"An obvious alternative is to have the government produce the [public] good and pay for it out of taxes. This may or may not be an improvement. The mechanism we rely on to make the government act in our interest – voting – itself involves the private production of a public good. When you spend time and energy deciding which candidate best serves the general interest and voting accordingly, most of the benefit of your expenditure goes to other people. You are producing a public good: a vote for the better candidate. That is a very hard public good to produce privately, since the public is a very large one: the whole population of the country. Hence it is very badly underproduced. The underproduction of that public good means that people do not find it in their interest to spend much effort deciding who is the best candidate – which in turn means that democracy does not work very well, so we cannot rely on the government to act in our interest."First, the "may or may not be" point is important. Notice economists are usually more willing to point out an externality problem than advocate an intervention. I'm sure almost all economists will acknowledge the public health externality problems associated with eating fast food and large sodas. There is an externality there - no doubt about it. But very few would say that that justifies Bloomberg's solution (although I'm sure there are some out there).
Now on to the point about the trouble with democracy. Friedman may get into this later (I haven't read the book), but I would add that this is exactly why federalism is so critical. Private production of "votes for the better candidate" is still out of reach (and presumably Friedman would go the extra step that I wouldn't), but we are narrowing the scale at which coordination would occur and bringing the consequences of policy choice closer to home, which raises the likelihood of it being an improvement. Currently, most Americans don't care or know all that much about state or local government.
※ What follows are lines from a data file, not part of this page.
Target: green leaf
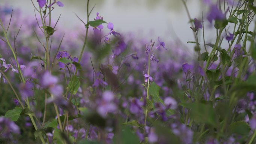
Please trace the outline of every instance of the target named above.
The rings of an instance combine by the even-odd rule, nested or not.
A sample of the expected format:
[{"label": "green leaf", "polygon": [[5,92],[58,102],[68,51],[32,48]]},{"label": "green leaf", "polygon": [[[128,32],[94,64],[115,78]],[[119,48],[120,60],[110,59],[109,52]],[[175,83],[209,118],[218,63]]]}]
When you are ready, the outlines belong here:
[{"label": "green leaf", "polygon": [[[119,139],[117,137],[120,136],[120,140],[121,142],[118,141]],[[140,140],[137,135],[132,131],[129,126],[123,126],[121,134],[115,134],[113,138],[114,144],[140,144]]]},{"label": "green leaf", "polygon": [[212,105],[199,102],[181,103],[180,105],[191,110],[191,117],[196,122],[216,125],[216,114]]},{"label": "green leaf", "polygon": [[198,45],[200,45],[200,44],[199,43],[197,43],[197,42],[187,42],[187,43],[192,43],[196,44]]},{"label": "green leaf", "polygon": [[249,134],[251,128],[247,122],[241,121],[231,123],[229,126],[228,129],[230,134],[246,135]]},{"label": "green leaf", "polygon": [[65,143],[61,138],[60,130],[58,129],[54,129],[54,133],[53,140],[56,142],[56,144],[64,144]]},{"label": "green leaf", "polygon": [[201,54],[201,55],[200,55],[200,56],[199,56],[198,58],[197,58],[197,60],[198,61],[205,61],[207,60],[207,59],[208,58],[208,53],[207,52],[205,52],[203,53],[202,53]]},{"label": "green leaf", "polygon": [[226,19],[223,20],[216,20],[214,24],[214,27],[217,30],[220,28],[224,28],[226,27],[228,23],[228,22]]},{"label": "green leaf", "polygon": [[131,121],[126,122],[123,123],[123,125],[129,125],[132,126],[137,126],[138,128],[140,128],[143,129],[144,126],[141,124],[140,124],[135,120],[132,120]]},{"label": "green leaf", "polygon": [[96,141],[91,141],[87,140],[84,140],[78,142],[78,144],[100,144],[100,143]]},{"label": "green leaf", "polygon": [[238,23],[238,20],[237,18],[235,16],[231,16],[228,19],[228,21],[229,22],[233,23],[235,24]]},{"label": "green leaf", "polygon": [[15,107],[12,110],[9,110],[5,113],[4,116],[9,118],[12,121],[16,121],[22,112],[22,109],[19,107]]},{"label": "green leaf", "polygon": [[55,119],[51,122],[46,122],[45,123],[45,125],[43,126],[43,128],[44,129],[49,127],[55,128],[57,126],[58,122],[57,122],[57,119]]},{"label": "green leaf", "polygon": [[76,94],[81,84],[79,79],[76,77],[75,77],[74,79],[73,80],[74,82],[70,81],[68,85],[68,88],[69,89],[70,92],[72,92],[72,91],[73,91],[73,94],[74,95]]},{"label": "green leaf", "polygon": [[90,21],[89,22],[89,25],[91,26],[95,27],[97,27],[100,24],[103,23],[106,23],[107,22],[101,19],[97,19],[95,21]]},{"label": "green leaf", "polygon": [[72,63],[73,61],[70,59],[67,59],[66,58],[61,58],[59,59],[59,61],[65,64],[67,63]]},{"label": "green leaf", "polygon": [[208,70],[206,71],[206,75],[208,78],[211,80],[214,81],[218,80],[219,76],[220,73],[220,69]]},{"label": "green leaf", "polygon": [[160,97],[159,95],[159,92],[160,90],[160,86],[155,82],[152,82],[149,86],[149,95],[152,96],[152,99],[155,102],[161,102],[163,103],[164,101]]}]

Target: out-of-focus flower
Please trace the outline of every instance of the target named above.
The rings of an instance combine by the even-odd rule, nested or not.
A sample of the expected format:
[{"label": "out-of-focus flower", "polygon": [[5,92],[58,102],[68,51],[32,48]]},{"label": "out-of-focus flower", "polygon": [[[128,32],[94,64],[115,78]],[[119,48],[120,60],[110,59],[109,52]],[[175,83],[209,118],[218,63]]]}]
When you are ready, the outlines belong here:
[{"label": "out-of-focus flower", "polygon": [[42,8],[46,3],[46,0],[37,0],[36,1],[38,2],[39,6],[41,8]]},{"label": "out-of-focus flower", "polygon": [[241,50],[241,45],[240,44],[236,44],[235,45],[235,54],[236,56],[239,56],[243,55],[244,53],[244,52]]},{"label": "out-of-focus flower", "polygon": [[155,48],[156,49],[158,49],[160,47],[162,46],[162,47],[164,48],[165,50],[167,50],[167,49],[166,48],[165,48],[165,44],[164,43],[164,42],[161,42],[160,41],[160,37],[158,37],[158,42],[159,42],[159,45],[156,46],[156,47]]}]

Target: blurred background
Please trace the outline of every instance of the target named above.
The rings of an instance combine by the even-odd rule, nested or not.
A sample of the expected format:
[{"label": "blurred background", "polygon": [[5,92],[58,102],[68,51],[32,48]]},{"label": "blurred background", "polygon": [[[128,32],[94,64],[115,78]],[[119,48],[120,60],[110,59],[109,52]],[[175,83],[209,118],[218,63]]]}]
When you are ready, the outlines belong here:
[{"label": "blurred background", "polygon": [[[37,6],[36,0],[32,0]],[[1,4],[6,4],[15,9],[21,10],[23,17],[34,18],[34,8],[30,0],[1,0]],[[62,14],[58,25],[66,29],[66,33],[81,28],[82,22],[76,16],[76,13],[86,21],[86,0],[61,0],[64,7],[55,6],[52,13],[56,20]],[[201,0],[189,0],[188,6],[192,18],[201,19]],[[194,41],[189,28],[189,18],[181,0],[92,0],[91,8],[96,4],[90,20],[99,12],[107,22],[114,24],[115,31],[122,34],[133,33],[141,37],[156,39],[158,36],[165,40],[179,39],[183,43]],[[208,23],[206,24],[209,24]],[[207,26],[207,25],[206,25]],[[210,32],[206,34],[211,38]],[[193,49],[192,49],[193,50]]]}]

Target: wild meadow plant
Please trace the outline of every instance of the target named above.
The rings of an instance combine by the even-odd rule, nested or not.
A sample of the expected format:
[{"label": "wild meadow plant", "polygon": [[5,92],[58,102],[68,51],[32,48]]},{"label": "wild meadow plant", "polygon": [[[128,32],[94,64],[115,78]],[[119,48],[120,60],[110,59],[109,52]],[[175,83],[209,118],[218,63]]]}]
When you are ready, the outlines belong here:
[{"label": "wild meadow plant", "polygon": [[256,143],[254,0],[204,0],[194,18],[181,1],[194,54],[124,36],[89,0],[65,34],[61,1],[31,0],[33,19],[0,6],[0,143]]}]

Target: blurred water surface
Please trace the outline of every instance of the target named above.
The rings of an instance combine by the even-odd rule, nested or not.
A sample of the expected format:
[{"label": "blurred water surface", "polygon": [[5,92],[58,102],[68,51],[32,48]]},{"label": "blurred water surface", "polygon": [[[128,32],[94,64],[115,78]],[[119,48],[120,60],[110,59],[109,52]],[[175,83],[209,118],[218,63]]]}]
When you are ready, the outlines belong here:
[{"label": "blurred water surface", "polygon": [[[32,0],[37,6],[36,0]],[[34,18],[34,8],[30,0],[1,1],[2,4],[20,9],[24,17],[29,15],[32,18]],[[85,21],[87,1],[61,1],[64,7],[55,6],[52,15],[53,18],[57,19],[61,13],[58,24],[63,26],[67,31],[77,30],[76,29],[81,25],[81,22],[74,13]],[[188,1],[192,18],[200,19],[202,11],[206,12],[205,7],[199,1]],[[164,37],[163,39],[165,40],[178,38],[184,43],[194,40],[189,28],[189,19],[181,0],[93,0],[90,1],[90,7],[95,4],[96,5],[90,18],[91,20],[95,17],[96,13],[99,12],[104,20],[114,24],[115,30],[121,33],[134,32],[149,39],[156,39],[158,36]]]}]

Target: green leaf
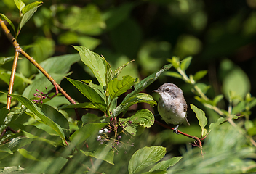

However, to a large extent that's a consequence of the erosion of federalism and it would presumably improve if federalism were to be bolstered.
Actually I think the problem is really worse than Friedman puts it here because often we have externalities that extend only relatively locally but that the federal government has taken the initiative in addressing - so not only is one person providing an externalized benefit to the whole country with their vote, but they are voting for a policymaker that is mismatched to the degree of externality he or she is addressing.
Another option besides federalism is the sort of Deweyan option of developing a culture of democratic responsibility. Try to influence people's preferences to make them want to seek out the better candidate and care about a well functioning system. Both, I think, are important. Because ultimately the observation about the public goods properties of a vote doesn't solve any problems. It's not like not having government is guaranteed to be a better option after making this observation. The observation only demonstrates that we cannot be sure one way or another whether government is the better option. We know that no government will underproduce the public good. We know that government may potentially still underproduce, get it right, or overproduce the public good (depending on the quality of the institutions). So what is optimal? It's not clear. What will improve the set of options we have to choose from, though? Federalism and Deweyan dedication to good democratic practice ought to improve the set of options we have to choose from. We may still choose the no-intervention route (that's often the choice, and for good reason), but when we think intervention is justified this ought to improve the outcomes associated with that intervention.